In the test case you included in the commit log, I expect the
echo in test2 to work, and write to file "out" the way NetBSD's
sh (and all Bourne shell variants, since the first one) have
always done.

That is, the shell code

	exec 3>&1
	cmd

is (and always was intended to be) the same as the (abbreviated) C code

	dup2(1, 3);
	if (fork() == 0)
		execlp("cmd", "cmd", (char *)0);
	else
		wait(&status);

The case you use "exec 6>out" is similar, but messier to write directly
in C because there's no "open_giving_fd_n()" function, so it needs an
open/dup2/close sequence, so I'll omit that one (I'd probably
get it wrong...).  The effect should be the same however.

If I wanted fd 6 closed when test2 was run in your example, I'd write
the line that runs it as ...

	sh ./test2 6>&-

We know fd 6 is open at that point, the "exec >&6" is there explicitly,
and the close hasn't happened yet.

Now I know that POSIX says you're allowed to do it the way you have changed
it to, but that's only because ksh (for whatever reason) decided to change
the semantics, and what ksh does seems to have inordinate sway with the
posix shell people...

But, they say ...

	it is unspecified whether those file descriptors remain open
	when the shell invokes another utility

so the way that NetBSD's shell (and Bourne shells in general) have always
done it is just as valid.

That's why you haven't "fixed" anything in the rc system by the change.
What you have done is made it rely upon (your version of) NetBSD's
implementation of that unspecified operation.   Take the scripts to any
other (rational) system and the bug (if there is one) would reappear.
On NetBSD the bug will be hidden, which makes it one of more insidious type.

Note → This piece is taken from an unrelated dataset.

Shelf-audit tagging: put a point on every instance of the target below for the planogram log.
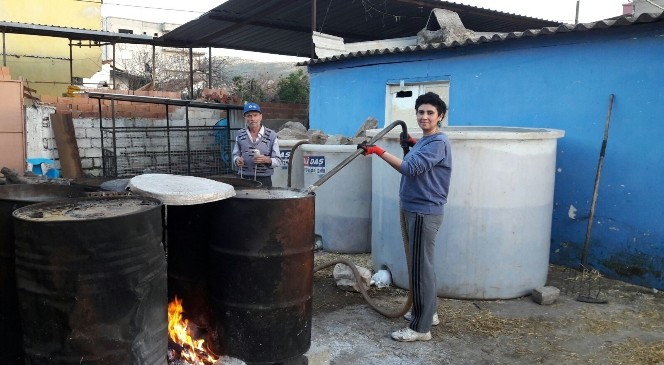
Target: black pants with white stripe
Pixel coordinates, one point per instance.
(422, 232)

If there is a bug there, it should be fixed in the scripts (by explicitly
closing fd's that have been opened using exec when they are not needed).

The "if" is not because I believe the daemons you showed need, or want,
to have those fds open, but because the rc scripts are complex, and I
have not analysed them to determine whether they are relying upon the
"keep open through exec" behaviour for some reason.  And yes, that would
also be relying on unspecified behaviour, but it is at least the ancient
historic behaviour, where it is very hard to code correctly in any sane way
if close_on_exec is forced on when it is not wanted (whereas it is trivial
to close fds that have been opened but are not wanted).

kre

ps: have you tested the shell with your change to make sure that

	exec >outfile

followed by

	cmd1; cmd2; cmd3

doesn't run those commands with stdout closed?